This entry was posted on 1/8/2008 9:54 AM and is filed under uncategorized.

Perhaps the most famous and well-connected sports reporter to ever cover the varied terrain of pro sports in Boston, Will McDonough had a special nickname for Roger Clemens during his time as a Red Sox: the Texas Con Man.
Well, once again, McDonough has jammed the hammer down squarely on the head – even if it was a posthumous swing.
The Rocket Man is undoubtedly the greatest Major League pitcher of my generation and should be a no-doubt Hall of Famer, but the winner of 354 games and seven Cy Young Awards didn’t exactly cover himself in glory during a circus sideshow of a press conference on Monday afternoon.

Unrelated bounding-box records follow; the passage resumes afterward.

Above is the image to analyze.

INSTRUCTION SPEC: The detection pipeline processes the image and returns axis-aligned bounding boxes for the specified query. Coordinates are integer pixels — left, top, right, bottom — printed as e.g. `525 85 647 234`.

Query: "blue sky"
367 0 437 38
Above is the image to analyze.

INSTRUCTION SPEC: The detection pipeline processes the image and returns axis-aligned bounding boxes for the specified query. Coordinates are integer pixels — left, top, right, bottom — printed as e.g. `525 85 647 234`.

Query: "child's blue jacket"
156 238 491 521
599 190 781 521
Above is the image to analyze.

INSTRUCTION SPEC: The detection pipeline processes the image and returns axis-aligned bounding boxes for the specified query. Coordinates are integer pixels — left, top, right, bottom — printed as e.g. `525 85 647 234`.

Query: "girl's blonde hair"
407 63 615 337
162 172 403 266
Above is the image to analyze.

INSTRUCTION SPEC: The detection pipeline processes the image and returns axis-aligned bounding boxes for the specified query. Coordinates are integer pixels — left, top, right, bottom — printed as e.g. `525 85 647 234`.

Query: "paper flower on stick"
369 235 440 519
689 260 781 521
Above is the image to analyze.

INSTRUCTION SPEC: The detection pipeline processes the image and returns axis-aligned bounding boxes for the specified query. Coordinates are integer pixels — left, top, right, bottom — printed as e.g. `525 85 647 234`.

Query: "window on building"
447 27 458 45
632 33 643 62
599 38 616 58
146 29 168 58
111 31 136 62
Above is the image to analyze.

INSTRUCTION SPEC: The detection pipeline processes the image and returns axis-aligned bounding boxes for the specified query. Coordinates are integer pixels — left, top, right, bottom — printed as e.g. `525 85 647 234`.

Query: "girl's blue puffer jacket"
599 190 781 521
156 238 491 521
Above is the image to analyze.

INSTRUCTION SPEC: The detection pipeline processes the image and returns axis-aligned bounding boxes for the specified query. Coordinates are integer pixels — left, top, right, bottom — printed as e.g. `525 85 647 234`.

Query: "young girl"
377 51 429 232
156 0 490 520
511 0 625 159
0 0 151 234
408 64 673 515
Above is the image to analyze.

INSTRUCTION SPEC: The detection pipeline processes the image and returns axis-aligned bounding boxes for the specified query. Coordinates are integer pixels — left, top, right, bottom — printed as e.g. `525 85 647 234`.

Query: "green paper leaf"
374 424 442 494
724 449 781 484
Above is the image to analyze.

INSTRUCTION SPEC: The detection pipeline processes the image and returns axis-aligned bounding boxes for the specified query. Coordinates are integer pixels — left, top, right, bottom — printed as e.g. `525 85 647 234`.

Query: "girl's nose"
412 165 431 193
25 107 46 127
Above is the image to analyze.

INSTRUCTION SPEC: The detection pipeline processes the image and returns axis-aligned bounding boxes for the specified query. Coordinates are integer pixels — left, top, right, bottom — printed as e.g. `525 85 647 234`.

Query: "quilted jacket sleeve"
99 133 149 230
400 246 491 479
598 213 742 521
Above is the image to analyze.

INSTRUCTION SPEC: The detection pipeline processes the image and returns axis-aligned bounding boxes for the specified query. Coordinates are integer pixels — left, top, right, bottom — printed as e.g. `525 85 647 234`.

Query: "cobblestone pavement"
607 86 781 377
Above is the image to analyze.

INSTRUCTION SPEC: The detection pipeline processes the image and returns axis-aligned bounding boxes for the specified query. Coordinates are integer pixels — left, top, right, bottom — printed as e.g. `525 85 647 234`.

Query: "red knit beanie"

The suspicion of performance enhancing drugs usage has caused Clemens and his team of handlers and hangers-on to progress through first written statements by lawyers; to a one-sided video released by Clemens on Youtube; to an interview with avid Yankees van Mike Wallace on 60 minutes; and then finally to yesterday’s press conference with the assorted media hordes in Houston.
Clemens unveiled a 17 minute phone conversation with former trainer and current whistleblower Brian McNamee that he and his staff of “advisors” recorded, with the obvious intent to clear the hurler’s name.

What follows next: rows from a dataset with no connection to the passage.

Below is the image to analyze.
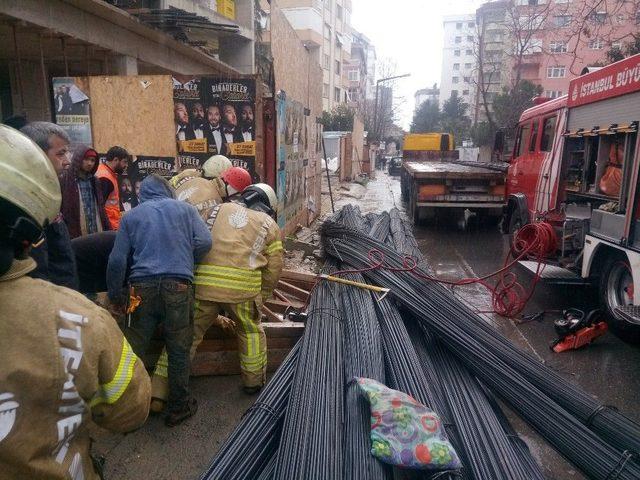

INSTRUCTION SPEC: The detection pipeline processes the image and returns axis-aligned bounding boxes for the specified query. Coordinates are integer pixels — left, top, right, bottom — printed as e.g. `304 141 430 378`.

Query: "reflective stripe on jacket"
194 203 283 303
0 260 151 480
96 163 122 230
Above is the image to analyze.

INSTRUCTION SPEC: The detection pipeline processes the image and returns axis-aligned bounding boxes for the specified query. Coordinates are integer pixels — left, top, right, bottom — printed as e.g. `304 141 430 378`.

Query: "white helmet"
242 183 278 212
202 155 233 179
0 125 62 227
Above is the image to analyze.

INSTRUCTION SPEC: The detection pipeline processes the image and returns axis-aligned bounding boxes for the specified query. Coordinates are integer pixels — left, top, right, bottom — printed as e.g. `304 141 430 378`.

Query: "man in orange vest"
96 147 129 230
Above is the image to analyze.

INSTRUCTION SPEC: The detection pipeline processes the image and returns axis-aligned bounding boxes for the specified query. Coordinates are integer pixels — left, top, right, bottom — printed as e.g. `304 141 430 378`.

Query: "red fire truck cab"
503 55 640 343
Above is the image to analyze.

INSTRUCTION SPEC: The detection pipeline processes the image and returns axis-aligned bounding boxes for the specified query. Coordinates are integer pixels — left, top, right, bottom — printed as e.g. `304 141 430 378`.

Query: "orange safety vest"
96 163 122 230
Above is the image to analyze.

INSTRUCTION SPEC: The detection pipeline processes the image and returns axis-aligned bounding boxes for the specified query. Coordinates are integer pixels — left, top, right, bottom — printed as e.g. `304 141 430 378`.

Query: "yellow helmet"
0 125 62 227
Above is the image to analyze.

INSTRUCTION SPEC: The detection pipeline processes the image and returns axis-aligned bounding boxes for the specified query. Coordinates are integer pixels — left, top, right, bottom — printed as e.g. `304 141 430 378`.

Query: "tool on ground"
551 308 607 353
318 274 391 301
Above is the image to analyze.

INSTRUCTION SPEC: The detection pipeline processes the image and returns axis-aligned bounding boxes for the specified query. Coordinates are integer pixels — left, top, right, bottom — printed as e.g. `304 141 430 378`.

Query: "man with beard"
240 104 254 142
222 103 244 155
60 145 109 239
191 102 204 138
204 105 227 155
96 146 129 230
173 102 196 142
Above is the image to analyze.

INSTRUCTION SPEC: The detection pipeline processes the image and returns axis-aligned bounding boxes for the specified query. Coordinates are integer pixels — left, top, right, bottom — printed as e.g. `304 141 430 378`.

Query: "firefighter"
169 155 232 214
0 126 150 480
151 164 252 413
151 183 283 406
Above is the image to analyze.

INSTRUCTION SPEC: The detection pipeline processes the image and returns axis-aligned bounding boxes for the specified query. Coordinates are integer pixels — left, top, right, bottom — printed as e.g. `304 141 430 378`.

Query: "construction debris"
202 207 640 480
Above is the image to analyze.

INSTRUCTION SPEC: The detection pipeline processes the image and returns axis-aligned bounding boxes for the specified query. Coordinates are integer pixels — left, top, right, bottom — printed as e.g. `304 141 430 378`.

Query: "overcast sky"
351 0 486 128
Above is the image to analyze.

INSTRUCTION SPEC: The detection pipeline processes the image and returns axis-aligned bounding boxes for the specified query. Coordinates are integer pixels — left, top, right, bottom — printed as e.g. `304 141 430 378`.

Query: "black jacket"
29 218 78 290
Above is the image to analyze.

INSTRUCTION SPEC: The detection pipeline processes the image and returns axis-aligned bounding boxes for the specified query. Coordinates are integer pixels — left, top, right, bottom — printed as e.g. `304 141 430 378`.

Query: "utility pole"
373 73 411 141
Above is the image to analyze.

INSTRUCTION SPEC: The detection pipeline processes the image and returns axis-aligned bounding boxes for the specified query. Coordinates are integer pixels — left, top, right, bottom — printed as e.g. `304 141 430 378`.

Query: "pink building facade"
511 0 640 98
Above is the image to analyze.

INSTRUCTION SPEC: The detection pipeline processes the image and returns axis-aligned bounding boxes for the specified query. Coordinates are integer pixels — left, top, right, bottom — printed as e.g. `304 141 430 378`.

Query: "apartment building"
343 31 376 107
277 0 352 111
414 84 440 110
439 14 477 108
512 0 640 98
472 1 511 122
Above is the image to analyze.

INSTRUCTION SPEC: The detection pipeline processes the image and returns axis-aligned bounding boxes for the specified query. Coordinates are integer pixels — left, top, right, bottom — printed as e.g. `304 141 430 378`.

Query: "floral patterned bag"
355 378 461 470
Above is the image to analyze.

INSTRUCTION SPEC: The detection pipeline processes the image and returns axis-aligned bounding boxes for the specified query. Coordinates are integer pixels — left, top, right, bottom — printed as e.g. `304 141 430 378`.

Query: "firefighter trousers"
151 300 267 400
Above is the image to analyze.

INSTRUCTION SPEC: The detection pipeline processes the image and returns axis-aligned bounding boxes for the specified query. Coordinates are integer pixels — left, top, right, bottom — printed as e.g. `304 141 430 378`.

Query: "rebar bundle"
323 221 640 479
201 341 300 480
273 282 345 480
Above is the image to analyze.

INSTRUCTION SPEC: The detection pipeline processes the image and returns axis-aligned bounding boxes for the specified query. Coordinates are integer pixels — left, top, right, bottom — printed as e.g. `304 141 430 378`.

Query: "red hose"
333 222 558 318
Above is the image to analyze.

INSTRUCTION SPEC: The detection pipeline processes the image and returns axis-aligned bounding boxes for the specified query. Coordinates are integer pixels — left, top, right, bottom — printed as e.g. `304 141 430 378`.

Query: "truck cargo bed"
404 161 504 180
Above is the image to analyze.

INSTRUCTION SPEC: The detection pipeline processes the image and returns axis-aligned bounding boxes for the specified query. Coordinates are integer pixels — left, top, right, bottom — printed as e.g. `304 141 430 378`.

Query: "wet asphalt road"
94 172 640 480
372 172 640 480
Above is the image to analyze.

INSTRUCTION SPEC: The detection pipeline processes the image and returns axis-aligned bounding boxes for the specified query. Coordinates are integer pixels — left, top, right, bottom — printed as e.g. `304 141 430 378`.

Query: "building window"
553 15 571 27
522 38 542 55
549 40 567 53
589 12 607 25
547 67 567 78
589 38 604 50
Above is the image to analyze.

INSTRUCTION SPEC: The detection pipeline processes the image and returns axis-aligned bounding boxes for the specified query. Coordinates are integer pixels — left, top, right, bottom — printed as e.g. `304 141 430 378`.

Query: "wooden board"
88 75 176 157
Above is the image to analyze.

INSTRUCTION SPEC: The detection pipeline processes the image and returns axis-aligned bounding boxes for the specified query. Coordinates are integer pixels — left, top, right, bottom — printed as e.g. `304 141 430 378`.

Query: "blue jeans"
125 277 193 412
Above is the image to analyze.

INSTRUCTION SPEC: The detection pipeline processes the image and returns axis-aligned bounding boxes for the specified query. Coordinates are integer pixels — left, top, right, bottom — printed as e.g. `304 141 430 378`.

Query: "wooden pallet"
145 270 316 376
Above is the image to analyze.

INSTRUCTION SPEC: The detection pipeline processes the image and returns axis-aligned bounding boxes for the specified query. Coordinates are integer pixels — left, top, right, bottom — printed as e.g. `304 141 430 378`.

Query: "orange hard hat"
220 167 253 193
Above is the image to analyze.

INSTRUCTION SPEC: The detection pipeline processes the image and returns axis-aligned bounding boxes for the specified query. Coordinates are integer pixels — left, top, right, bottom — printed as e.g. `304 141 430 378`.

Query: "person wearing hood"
107 175 212 427
60 145 110 239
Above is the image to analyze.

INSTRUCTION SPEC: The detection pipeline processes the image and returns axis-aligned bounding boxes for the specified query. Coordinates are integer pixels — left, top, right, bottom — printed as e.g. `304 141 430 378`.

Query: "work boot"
149 397 167 415
164 397 198 427
242 385 262 395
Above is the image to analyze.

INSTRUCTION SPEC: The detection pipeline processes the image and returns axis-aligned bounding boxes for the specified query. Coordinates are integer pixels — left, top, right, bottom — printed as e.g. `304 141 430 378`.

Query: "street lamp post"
373 73 411 141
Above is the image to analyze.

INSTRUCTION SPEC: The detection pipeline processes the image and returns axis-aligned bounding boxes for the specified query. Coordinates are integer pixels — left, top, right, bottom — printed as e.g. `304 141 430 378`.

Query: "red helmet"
220 167 253 193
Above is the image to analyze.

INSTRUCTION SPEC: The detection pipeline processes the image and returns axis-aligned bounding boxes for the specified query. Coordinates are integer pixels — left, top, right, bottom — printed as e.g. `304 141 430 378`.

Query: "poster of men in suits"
173 77 256 177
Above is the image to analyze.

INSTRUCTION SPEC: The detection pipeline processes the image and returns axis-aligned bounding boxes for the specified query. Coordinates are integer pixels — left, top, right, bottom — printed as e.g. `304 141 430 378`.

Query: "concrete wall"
270 0 322 234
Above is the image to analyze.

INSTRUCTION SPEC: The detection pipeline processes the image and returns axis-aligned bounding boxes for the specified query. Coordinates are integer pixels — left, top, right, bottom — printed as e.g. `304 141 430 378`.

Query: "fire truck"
498 55 640 343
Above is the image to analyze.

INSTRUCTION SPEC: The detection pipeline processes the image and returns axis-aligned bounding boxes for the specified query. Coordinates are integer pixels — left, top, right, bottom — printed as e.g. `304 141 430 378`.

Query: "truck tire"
598 255 640 345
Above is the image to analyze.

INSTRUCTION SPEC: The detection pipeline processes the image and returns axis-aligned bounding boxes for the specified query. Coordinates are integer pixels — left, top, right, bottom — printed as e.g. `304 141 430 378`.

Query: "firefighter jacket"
193 203 282 303
0 259 151 480
95 163 122 230
170 170 222 216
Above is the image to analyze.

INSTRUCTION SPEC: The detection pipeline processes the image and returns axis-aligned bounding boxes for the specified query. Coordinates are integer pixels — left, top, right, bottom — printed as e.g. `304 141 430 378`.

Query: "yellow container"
218 0 236 20
403 133 454 151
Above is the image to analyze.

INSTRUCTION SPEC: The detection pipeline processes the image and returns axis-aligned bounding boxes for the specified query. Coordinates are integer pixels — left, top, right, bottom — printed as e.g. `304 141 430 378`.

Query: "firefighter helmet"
202 155 233 178
0 125 62 228
220 167 251 194
242 183 278 213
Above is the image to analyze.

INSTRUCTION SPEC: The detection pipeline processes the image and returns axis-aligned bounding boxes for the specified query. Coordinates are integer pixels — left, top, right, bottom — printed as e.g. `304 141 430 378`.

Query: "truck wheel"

Instead the conversation comes off as a pair of deceitful snakes circling each other yet afraid to ever mention the 600 pound steroid gorilla in the room, with McNamee asking Clemens 21 different variations of the question “What do you want me to do?” and the pitcher limply replying that he wants the truth.
Well, Roger, this isn’t A Few Good Men and you’re a lot more of Jack Nicholson’s Col. Jessep than Tom Cruise’s Daniel Kaffee.

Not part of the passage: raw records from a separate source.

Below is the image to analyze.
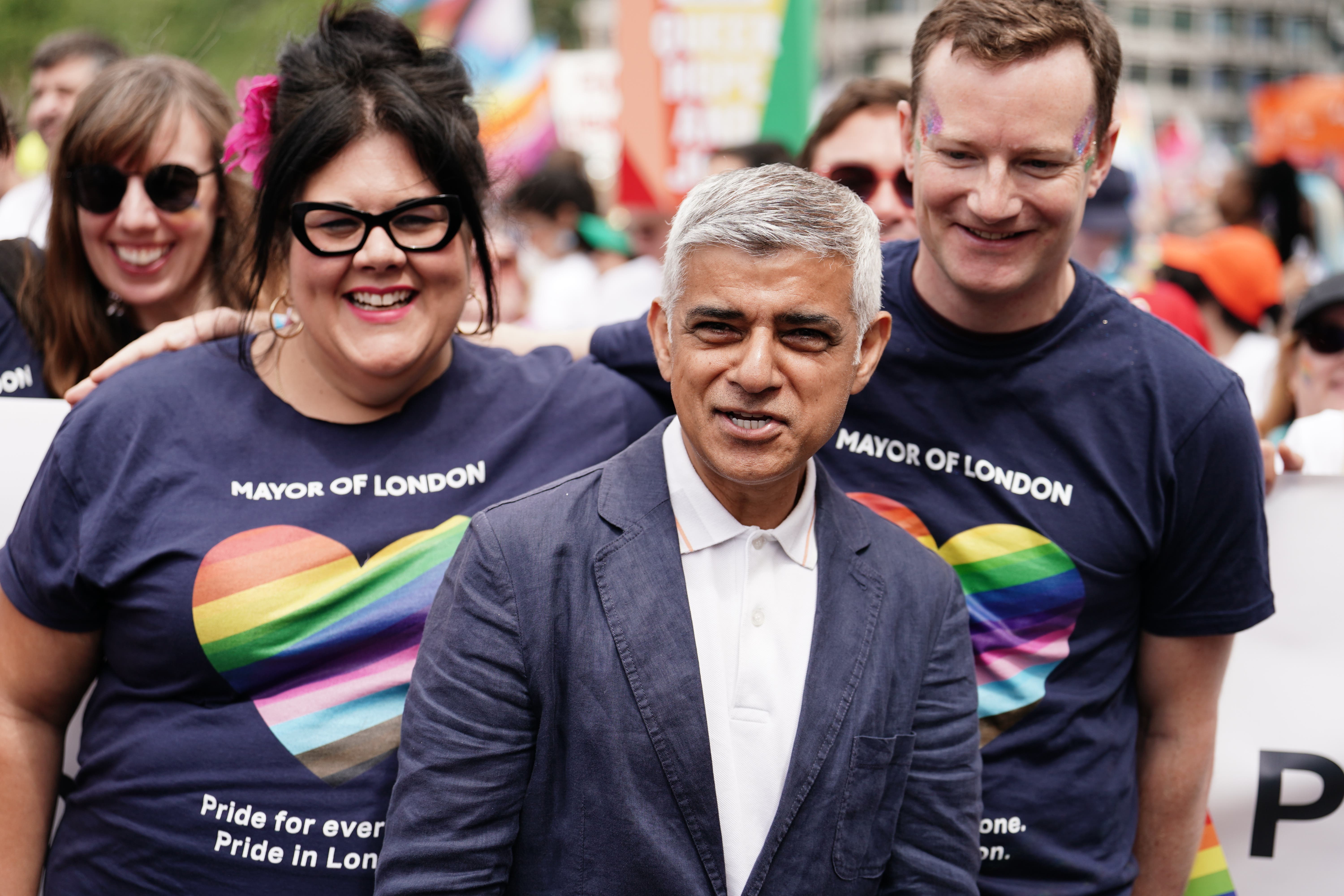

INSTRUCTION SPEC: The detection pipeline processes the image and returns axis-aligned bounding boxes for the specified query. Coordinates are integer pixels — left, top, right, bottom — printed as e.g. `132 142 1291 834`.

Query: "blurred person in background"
1068 168 1134 290
1154 224 1284 419
508 161 602 329
0 56 250 396
0 97 46 398
0 107 23 198
1215 161 1321 305
1259 274 1344 476
0 31 125 246
710 140 793 176
798 78 919 242
0 7 661 896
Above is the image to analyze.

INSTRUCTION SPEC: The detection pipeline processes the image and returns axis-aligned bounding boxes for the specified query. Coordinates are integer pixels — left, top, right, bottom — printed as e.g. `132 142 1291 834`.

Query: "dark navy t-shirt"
593 243 1273 896
0 293 48 398
0 340 663 896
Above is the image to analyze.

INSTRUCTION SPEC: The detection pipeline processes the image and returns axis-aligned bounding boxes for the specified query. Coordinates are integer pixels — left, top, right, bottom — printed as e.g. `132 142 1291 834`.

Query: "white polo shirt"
663 420 817 896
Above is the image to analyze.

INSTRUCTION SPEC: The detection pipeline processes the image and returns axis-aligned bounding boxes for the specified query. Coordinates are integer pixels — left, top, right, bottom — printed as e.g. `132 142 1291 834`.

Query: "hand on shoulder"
65 308 258 406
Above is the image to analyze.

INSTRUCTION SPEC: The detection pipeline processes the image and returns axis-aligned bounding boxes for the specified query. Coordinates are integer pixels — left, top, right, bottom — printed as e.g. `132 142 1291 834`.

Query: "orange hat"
1163 224 1284 326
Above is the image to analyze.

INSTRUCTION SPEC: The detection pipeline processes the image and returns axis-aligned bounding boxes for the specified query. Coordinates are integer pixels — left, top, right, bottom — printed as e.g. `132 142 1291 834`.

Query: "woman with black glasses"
0 56 250 395
0 9 661 896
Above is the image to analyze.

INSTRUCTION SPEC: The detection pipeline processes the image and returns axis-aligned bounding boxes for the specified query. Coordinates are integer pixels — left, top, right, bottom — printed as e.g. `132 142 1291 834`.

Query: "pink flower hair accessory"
219 75 280 190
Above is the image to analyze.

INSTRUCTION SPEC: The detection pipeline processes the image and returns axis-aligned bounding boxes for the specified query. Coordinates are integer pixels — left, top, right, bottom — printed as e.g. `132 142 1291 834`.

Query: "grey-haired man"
378 165 980 896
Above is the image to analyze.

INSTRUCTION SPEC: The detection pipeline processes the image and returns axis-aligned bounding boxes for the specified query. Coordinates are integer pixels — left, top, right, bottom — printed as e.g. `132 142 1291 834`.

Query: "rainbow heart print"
191 516 469 786
849 492 1085 747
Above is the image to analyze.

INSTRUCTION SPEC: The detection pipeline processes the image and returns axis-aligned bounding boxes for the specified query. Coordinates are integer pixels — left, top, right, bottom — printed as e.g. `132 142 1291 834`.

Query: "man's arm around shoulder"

Clemens managed to stick to his convenient Vitamin B-12 and Litocaine excuses for much of the ensuing Q and A with reporters during yesterday’s press conference, but the Texas Con Man finally began to display his true colors just before he cut things off and stalked off the stage.
Minutes after his attorney, Rusty Hardin, handed him a note that requested he “lighten up”, Clemens spit nails at the notion that the specter of performance enhancing drugs could hurt his chance to one day be enshrined in the Baseball Hall of Fame in Cooperstown, New York.
“Do you think I played my career because I'm worried about the damn Hall of Fame?” said Clemens to a room filled with many potential voters. “You keep your vote. I don't need the Hall of Fame to justify that I put my butt on the line and I worked my tail off, and I defy anybody to say I did it by cheating or taking any shortcuts, OK?”
About the only thing Clemens might have accomplished yesterday was alienating the remaining people that were going to vote for him despite the mounting evidence against him.
Do we know how many of the 4,672 hitters that Clemens whiffed in his career were on the juice?
Is it safe to assume that during Clemens’ heyday the majority of Major League Baseball were utilizing some sort of performance enhancing drugs, and that the big lug was one of hundreds if not thousands of “enhanced” ballplayers starring in the big leagues?
Will we ever really know the answer to all the who’s, when’s, where’s and how’s of steroids and HGH?
As a member of the Boston Chapter of the Baseball Writers’ Association of America, I may someday have a Hall of Fame vote and I have a sneaking suspicion that Clemens will still be vying for induction when my would finally count.
I was ready to someday throw my support toward Clemens given his still-awesome accomplishments in what will someday be known simply as the “Steroid Era” of baseball, as the accusations and suspicions can’t completely tarnish arguably the greatest pitcher of all time in an age when nearly every player was guilty until proven innocent.
That all changed yesterday afternoon, however, when a deluded, paranoid, and defiant Major League great took the podium and lamely attempted the Texas con job on millions of people just as he’ll likely do when he testifies under oath before Congress next week.
Instead of taking the quasi-noble Andy Pettitte route and admitting your guilt and taking your penance like a man who knows he’s wrong but wants to make it right, Clemens seemed like a man intent on bullying and buying his way to innocence and a clean record.
The con didn’t work on me this time, Roger, and somewhere Will McDonough is smiling and saying “I told you so.”